Is that what you mean by ‘greatest thing since sliced bread’?

— Ryan
4:47 pm July 2nd, 2009

Keep this in mind…many of the “key” people still at AB are just waiting for the right opportunity to jump ship. Once this happens, along with everyone that is important moving to NY. You will see a totally different company. As smart as Brito and his crew is, they are going to have a hard time keeping this company going. Again, InBev purchased the bricks and the names, but the real company was the former and current employees. People who have worked there actually cared about it, the new InBev crew only cares about making $$$. In the end, it will be there undoing. The beer industry is a relationship business, not an accounting firm. Good luck to everyone involved.

— Mr. Ultra
9:18 pm July 2nd, 2009

Sorry to have offended, Ryan. I was thinking more of these two quotes from Ms. Gilpin, both from 6/27/08:

From CNNMoney when asked about Blue Ocean:
“The Anheuser management is trying to say they are going to do everything that InBev’s management would do,” said Morningstar analyst Ann Gilpin. Gilpin raised questions on why Anheuser didn’t lay out its latest proposal prior to the InBev bid. “Either you low-balled it or you are really stretching it,” she said.
Anheuser is going to find it hard to convince shareholders that they are better off accepting the strategic plan, over InBev’s cash offer she said. “I think shareholders would rather take cash,” she said

And from Forbes:
Morningstar Analyst Ann Gilpin questioned whether Anheuser’s plan would do much to boost investors’ spirits. “A bird in the hand is worth two in the bush,” she said. “Are you going to take your bet that maybe the stock price can go up and management can deliver, or are you going to take $65.00 (a share) in cash today?”

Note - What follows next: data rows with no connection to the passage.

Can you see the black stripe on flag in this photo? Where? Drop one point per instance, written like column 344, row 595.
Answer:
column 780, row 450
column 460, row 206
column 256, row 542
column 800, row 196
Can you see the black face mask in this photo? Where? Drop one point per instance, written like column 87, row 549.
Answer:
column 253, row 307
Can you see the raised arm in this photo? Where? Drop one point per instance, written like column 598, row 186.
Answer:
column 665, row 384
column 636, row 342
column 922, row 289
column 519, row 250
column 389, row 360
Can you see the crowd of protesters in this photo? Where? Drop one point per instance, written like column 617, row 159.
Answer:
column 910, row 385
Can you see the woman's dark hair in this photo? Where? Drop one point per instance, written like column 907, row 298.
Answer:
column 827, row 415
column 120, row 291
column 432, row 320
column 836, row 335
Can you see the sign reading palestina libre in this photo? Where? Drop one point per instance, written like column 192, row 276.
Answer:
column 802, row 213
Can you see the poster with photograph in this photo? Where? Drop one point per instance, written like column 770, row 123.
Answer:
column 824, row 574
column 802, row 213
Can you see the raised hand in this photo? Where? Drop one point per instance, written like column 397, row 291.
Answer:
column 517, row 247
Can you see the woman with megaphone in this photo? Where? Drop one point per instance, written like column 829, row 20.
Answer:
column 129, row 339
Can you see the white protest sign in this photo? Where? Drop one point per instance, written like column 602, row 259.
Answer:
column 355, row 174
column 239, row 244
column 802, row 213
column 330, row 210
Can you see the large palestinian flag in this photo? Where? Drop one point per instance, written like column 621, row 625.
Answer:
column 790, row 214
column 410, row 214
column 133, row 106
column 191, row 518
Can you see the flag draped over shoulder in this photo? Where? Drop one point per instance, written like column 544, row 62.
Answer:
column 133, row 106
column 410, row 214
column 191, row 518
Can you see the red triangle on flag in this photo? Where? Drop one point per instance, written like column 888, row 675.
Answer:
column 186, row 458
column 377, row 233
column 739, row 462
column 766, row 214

Perhaps you know her well and really know what her personal opinion was of the pending sale back in June 2008. My take was that those two comments made it sound like she thought the deal was a no-brainer. If I read her wrong, I apologize. Thank you for correcting me.

— Sara
10:27 pm July 2nd, 2009

I think the stock is going to double or triple in value over the next 6-11 months. I should probably add that I’m also very drunk right now…

— Duff Man
9:31 am July 3rd, 2009

Wally,

The reason ABI divested those assets in China was because the Chinese government put caps in the ownership of these assets to ABI.

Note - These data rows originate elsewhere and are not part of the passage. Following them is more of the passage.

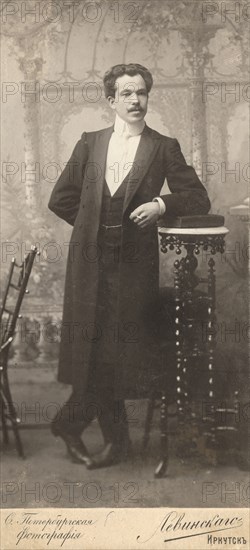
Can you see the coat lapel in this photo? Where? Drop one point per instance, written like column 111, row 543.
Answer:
column 148, row 145
column 99, row 161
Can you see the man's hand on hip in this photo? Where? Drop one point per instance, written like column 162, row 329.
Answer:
column 146, row 214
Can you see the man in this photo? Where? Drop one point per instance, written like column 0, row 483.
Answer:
column 109, row 191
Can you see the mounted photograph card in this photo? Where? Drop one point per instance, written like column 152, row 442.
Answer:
column 124, row 374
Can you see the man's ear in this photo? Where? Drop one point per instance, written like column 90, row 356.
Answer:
column 111, row 101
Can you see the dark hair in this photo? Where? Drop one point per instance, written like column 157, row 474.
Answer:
column 131, row 69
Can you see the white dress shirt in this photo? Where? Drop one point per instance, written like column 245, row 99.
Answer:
column 122, row 149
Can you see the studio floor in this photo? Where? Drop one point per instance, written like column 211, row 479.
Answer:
column 47, row 477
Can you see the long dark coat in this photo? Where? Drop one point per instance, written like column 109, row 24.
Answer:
column 77, row 198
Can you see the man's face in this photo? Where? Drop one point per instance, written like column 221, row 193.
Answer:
column 131, row 98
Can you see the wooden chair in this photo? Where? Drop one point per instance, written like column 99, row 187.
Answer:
column 12, row 300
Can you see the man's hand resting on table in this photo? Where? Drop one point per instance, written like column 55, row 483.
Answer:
column 146, row 214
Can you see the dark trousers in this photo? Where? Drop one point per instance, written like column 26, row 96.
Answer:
column 99, row 401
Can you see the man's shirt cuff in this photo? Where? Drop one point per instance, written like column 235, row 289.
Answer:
column 161, row 204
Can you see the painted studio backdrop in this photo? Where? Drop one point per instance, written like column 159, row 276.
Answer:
column 53, row 60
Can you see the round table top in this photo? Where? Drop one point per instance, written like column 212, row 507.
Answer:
column 194, row 230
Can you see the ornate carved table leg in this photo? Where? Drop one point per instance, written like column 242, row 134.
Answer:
column 162, row 466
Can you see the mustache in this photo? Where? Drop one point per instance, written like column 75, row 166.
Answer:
column 135, row 109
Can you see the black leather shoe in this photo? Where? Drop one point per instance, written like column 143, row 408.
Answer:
column 75, row 446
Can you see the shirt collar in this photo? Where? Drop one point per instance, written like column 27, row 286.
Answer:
column 122, row 128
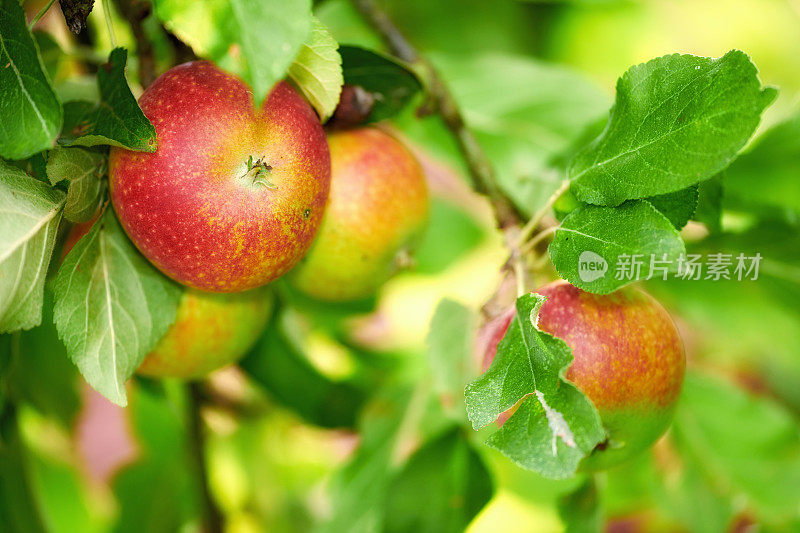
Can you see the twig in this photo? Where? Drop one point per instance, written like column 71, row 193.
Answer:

Why would ABI like to hold 27% of a company it will never be able to fully acquire?

Better take the money and focus on the brands that are fully theirs…

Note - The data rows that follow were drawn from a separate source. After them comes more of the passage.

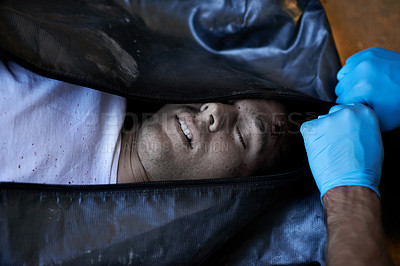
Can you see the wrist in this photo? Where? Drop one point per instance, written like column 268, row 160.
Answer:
column 347, row 198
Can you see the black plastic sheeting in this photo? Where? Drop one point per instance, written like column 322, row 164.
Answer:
column 171, row 51
column 176, row 50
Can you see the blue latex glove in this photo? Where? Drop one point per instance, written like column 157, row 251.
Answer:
column 372, row 77
column 344, row 148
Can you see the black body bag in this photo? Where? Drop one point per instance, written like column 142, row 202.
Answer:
column 171, row 51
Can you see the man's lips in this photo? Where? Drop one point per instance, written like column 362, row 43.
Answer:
column 187, row 128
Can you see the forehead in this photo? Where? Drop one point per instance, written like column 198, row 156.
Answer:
column 256, row 106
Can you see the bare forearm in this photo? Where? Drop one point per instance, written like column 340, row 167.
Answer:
column 355, row 233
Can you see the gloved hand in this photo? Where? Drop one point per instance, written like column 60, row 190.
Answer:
column 372, row 77
column 344, row 148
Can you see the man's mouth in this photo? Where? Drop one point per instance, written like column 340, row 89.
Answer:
column 185, row 130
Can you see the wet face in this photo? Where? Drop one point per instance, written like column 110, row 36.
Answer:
column 212, row 140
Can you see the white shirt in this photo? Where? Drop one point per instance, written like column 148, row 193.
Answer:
column 55, row 132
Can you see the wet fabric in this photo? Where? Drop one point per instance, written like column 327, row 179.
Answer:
column 164, row 52
column 55, row 132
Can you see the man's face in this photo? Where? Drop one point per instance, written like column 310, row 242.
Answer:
column 212, row 140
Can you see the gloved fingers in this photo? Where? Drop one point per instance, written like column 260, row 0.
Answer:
column 353, row 61
column 350, row 98
column 345, row 84
column 336, row 108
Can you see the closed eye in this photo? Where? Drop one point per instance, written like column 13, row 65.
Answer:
column 240, row 137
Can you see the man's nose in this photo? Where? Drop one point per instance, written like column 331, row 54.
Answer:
column 215, row 115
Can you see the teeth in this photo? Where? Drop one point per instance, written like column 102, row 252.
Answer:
column 185, row 130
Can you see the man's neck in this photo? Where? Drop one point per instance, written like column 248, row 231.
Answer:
column 130, row 168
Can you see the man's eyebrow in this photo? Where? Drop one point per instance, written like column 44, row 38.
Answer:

I say indeed brilliant long-term, global strategy

— Steve
10:40 am July 3rd, 2009

Justaguy,

Sorry, I don’t know where you get your information but salaries were always 80% - 120% of market rate.

Steve,

They want to stay invested in Modelo, a company they can never fully acquire, so why not Tsingtao? The why is because they need cash and they need it fast. China is the world’s biggest beer market, fractured or not. Reducing exposure in China is not that smart.

— eberhard
2:40 pm July 3rd, 2009

I bought the stock dec 13 2008,need I say more?With the USD in a free fall it is nice to have something tied to the actual real whole world.I have been watching the news also,the debt has been further spred out by bonds for quite some time and when this take over is fully payed off this company will be a powerhouse.The quality of Budwiser hasent been compromised,nor have any of the other brands.The cost cutting measures were needed,I dont really think that advertiseing budget needed cost cutting.I think the Bush parks might be saved as they make money in the colder months and have the quality.Long term this company will supprise you,you would be the better to buy now while the stock is low,owning top selling brands all over the world in every country as well as other currenicys that out perform the USD.I think that 40% of the newly formed companys income comes from the US,fOLKS,Brito,will take care of Budwiser and actually saw it consumed overseas allot.The company is only on its 8th month and dividend has been payed.I think that a take over of this mag is to soon to judge the out-come as the stock went from 9.0E to 27.0E in 8 months(nov 08-July 09)I would say the people that have objections were not on board with this (euro is 1.38 today)I have faith in this company!